In March, for example, the GKNB reportedly agreed to drop eight criminal cases against multimillionaire former Prime Minister Omurbek Babanov in return for the businessman-politician paying 100 million som ($1.2 million). That did not stop the GKNB from going after Babanov again and detaining him in May, also on Kumtor-related charges.
That saga has ended, for now, with a surprising departure from Kyrgyzstan. Late last month, Babanov, 51, was permitted to leave the country to seek treatment for an unspecified ailment. It is not known what precipitated this uncharacteristic change of heart by the Kyrgyz authorities.
Another contentious figure, corrupt former customs boss Rayimbek Matraimov, was arrested last year and then purportedly paid $24 million – a small fraction of the hundreds of millions that journalists claim he defrauded the state through his smuggling operations.
The government is resorting to all manner of measures to keep the country afloat through the economic crisis caused by, among other things, the COVID-19 pandemic and drought. Parliament last week held an extraordinary session to hastily adopt legislation regulating how and when the government may declare an “economic state of emergency.”
If inflation and debt soar beyond certain parameters and trade, tax revenues and foreign investment contract rapidly, the government will be empowered to adopt radical fund-raising actions without parliamentary consent.
The climate for foreign investors has been grim for decades already, but signals that the authorities may now be resorting to historic grievances to further pressure the operators of Kumtor – by far the country’s most important industrial concern – is only likely to worsen moods.
Centerra Gold on May 16 announced it was initiating arbitration procedures against Kyrgyzstan in response to the placement of its Kumtor subsidiary under what Bishkek has termed “external management.”
The miner doubled down on July 7, announcing that it was adding fresh claims to its arbitration case “to hold the Kyrgyz government and [state-owned gold miner] Kyrgyzaltyn JSC responsible for any and all losses and damages that result from their coordinated campaign to seize the gold mine in violation of longstanding investment agreements and without compensation to Centerra.”
The Kyrgyz counterstrategy appears hinged on seeking to demonstrate during litigation procedures that the concession was built on corrupt foundations from the outset.

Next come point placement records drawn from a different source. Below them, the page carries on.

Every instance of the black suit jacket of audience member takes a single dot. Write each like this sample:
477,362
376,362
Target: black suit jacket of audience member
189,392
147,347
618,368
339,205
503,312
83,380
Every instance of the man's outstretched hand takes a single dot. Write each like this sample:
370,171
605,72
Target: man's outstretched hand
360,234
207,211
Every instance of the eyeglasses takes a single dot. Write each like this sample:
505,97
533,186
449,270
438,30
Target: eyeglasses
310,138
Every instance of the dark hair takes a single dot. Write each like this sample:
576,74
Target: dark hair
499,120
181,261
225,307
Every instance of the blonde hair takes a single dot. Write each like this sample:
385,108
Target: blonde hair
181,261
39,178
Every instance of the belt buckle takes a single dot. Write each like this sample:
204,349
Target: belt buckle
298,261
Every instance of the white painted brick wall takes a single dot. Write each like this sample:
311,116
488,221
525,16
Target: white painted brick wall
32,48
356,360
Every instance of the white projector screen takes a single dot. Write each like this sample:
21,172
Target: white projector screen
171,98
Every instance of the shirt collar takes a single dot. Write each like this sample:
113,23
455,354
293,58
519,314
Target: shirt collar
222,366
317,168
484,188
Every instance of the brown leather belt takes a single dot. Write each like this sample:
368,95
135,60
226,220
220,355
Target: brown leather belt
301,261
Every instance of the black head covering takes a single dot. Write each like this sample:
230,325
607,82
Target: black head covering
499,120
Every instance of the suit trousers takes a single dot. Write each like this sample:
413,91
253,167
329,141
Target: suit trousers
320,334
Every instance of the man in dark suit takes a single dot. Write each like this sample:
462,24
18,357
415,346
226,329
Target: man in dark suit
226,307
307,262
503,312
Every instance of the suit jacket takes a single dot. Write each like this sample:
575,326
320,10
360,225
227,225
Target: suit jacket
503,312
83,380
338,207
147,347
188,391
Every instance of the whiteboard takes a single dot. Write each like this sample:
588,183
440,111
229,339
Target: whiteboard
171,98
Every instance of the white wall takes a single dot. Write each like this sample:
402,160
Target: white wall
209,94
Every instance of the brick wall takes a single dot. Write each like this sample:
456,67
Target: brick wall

Although the terms under which Kumtor is developed have been repeatedly chopped and changed over the decades, the very first agreement on the mine, one of the largest in the world, was reached in 1992 – a period when Kyrgyzstan was on the verge of economic collapse. Some more tinkering was done to the contract in 1994.
Before Centerra Gold appeared on the scene, at the start of 2004, the Kyrgyz government held a 67 percent stake in Kumtor through Kyrgyzaltyn, while Canadian company Cameco Corporation had the rest. A restructuring of that arrangement saw newly formed Centerra Gold coming into control of 66 percent of the project.

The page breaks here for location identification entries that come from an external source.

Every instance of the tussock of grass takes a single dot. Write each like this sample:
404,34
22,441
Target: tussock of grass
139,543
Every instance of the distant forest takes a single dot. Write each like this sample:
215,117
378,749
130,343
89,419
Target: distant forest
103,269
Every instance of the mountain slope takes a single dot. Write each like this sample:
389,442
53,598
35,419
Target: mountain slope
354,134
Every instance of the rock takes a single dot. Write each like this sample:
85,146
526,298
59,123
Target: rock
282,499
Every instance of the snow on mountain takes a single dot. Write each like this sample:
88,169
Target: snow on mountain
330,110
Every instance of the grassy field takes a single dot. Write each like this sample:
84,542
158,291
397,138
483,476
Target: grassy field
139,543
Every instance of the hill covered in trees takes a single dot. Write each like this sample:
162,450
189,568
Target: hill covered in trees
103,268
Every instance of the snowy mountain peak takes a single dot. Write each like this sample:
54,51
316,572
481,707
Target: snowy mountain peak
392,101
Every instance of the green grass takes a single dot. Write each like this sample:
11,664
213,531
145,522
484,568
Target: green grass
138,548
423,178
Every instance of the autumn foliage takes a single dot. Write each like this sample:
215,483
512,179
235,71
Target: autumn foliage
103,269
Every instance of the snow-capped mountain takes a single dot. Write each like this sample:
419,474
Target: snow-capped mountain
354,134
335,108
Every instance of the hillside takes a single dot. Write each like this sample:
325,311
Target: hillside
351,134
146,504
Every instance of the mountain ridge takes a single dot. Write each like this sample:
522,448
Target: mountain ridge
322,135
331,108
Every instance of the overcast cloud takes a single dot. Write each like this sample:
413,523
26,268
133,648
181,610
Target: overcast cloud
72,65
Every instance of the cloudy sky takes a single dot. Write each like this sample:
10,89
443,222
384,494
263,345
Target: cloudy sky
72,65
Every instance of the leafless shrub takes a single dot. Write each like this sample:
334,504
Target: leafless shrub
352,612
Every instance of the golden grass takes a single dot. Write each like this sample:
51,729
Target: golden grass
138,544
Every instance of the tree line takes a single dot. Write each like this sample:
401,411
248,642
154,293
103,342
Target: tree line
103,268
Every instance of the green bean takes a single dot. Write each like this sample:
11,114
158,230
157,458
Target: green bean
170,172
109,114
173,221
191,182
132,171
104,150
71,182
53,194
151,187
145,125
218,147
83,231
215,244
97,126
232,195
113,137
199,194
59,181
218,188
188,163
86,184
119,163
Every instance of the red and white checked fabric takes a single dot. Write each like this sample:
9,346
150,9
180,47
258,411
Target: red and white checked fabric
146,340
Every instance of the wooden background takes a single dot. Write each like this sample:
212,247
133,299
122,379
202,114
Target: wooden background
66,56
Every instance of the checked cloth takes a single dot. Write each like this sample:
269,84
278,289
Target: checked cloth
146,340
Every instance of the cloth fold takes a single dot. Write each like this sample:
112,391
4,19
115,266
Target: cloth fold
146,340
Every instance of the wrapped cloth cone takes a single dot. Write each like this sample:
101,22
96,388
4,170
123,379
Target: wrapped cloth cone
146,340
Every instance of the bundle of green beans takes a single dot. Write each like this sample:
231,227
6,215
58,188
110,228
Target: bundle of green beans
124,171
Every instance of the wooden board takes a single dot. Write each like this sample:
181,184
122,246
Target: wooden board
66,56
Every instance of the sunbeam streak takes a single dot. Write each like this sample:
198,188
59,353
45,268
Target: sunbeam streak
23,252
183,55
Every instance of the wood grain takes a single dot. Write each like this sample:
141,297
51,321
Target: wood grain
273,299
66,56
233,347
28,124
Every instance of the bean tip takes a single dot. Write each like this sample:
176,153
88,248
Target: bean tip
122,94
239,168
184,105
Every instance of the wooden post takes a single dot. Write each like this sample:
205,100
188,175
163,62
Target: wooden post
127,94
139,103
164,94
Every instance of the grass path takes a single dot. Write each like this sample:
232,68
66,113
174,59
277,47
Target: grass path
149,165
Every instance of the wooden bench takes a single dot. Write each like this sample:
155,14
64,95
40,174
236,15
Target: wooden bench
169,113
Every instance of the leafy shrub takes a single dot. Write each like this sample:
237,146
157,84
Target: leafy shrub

All these developments occurred under Akayev’s watch.
Government investigators contend that there were instances of graft along every step of that convoluted way.
Kumtor is more than just a bone of financial contention for President Japarov. The nationalist rabblerouser has built much of his political brand around the mine and has since the early 2010s been actively campaigning for its nationalization.

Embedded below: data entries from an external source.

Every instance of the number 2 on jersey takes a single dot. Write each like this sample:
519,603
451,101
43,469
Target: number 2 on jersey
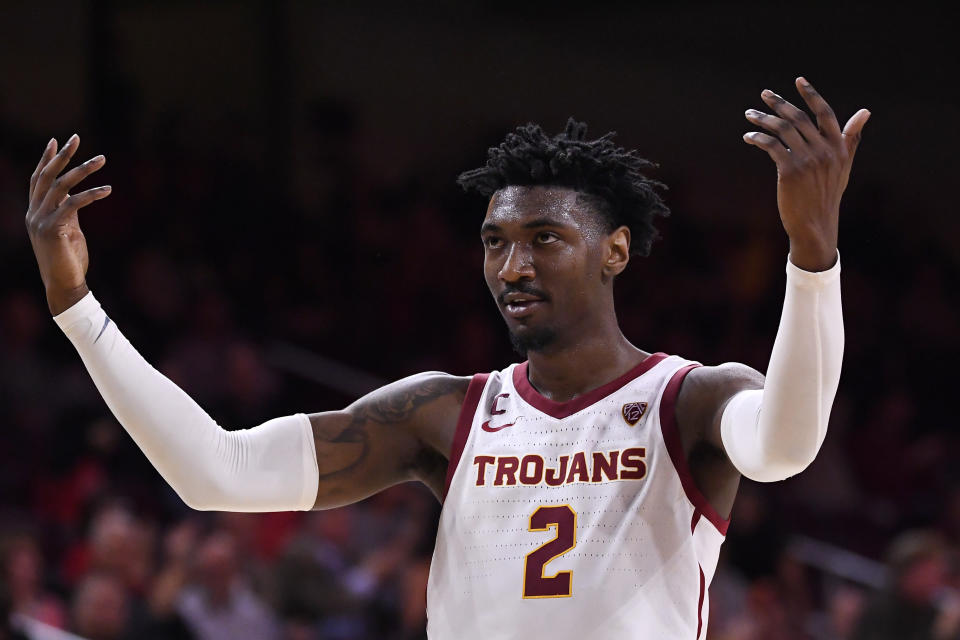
535,583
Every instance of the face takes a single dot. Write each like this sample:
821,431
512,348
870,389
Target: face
549,262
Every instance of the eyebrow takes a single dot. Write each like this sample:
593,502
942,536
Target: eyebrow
542,221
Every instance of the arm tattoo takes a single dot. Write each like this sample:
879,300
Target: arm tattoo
388,406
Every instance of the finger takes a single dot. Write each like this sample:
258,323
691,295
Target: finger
853,130
769,144
82,199
48,152
826,119
779,127
795,116
55,166
62,185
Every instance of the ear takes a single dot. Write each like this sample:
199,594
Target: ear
617,252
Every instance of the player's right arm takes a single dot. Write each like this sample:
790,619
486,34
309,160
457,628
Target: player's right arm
397,433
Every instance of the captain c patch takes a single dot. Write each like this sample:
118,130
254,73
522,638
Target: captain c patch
633,411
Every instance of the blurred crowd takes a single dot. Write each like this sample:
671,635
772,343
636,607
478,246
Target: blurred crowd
207,267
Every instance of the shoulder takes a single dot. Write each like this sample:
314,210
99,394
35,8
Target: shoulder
402,399
705,392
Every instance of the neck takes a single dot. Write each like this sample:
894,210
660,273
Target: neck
592,359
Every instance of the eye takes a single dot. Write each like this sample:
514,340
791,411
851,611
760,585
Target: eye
547,237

In 2012, he and Tashiyev, who is now running the security services, were arrested after trying to storm into the parliament building during a protest summoned to call for Kumtor’s nationalization.
After coming to office in October, however, Japarov slightly tempered his position, claiming that he would permit Centerra Gold to develop the resource to the end of its natural life.
His attitude looks to have shifted again.
In June, exactly one month after Kumtor had been taken into temporary administration, Japarov revealed during a visit to the work-site that Kyrgyzstan had made $40 million off the mine since it had taken charge.
Investigators may hope Akayev will be the key to keeping that cashflow going.
Ayzirek Imanaliyeva is a journalist based in Bishkek.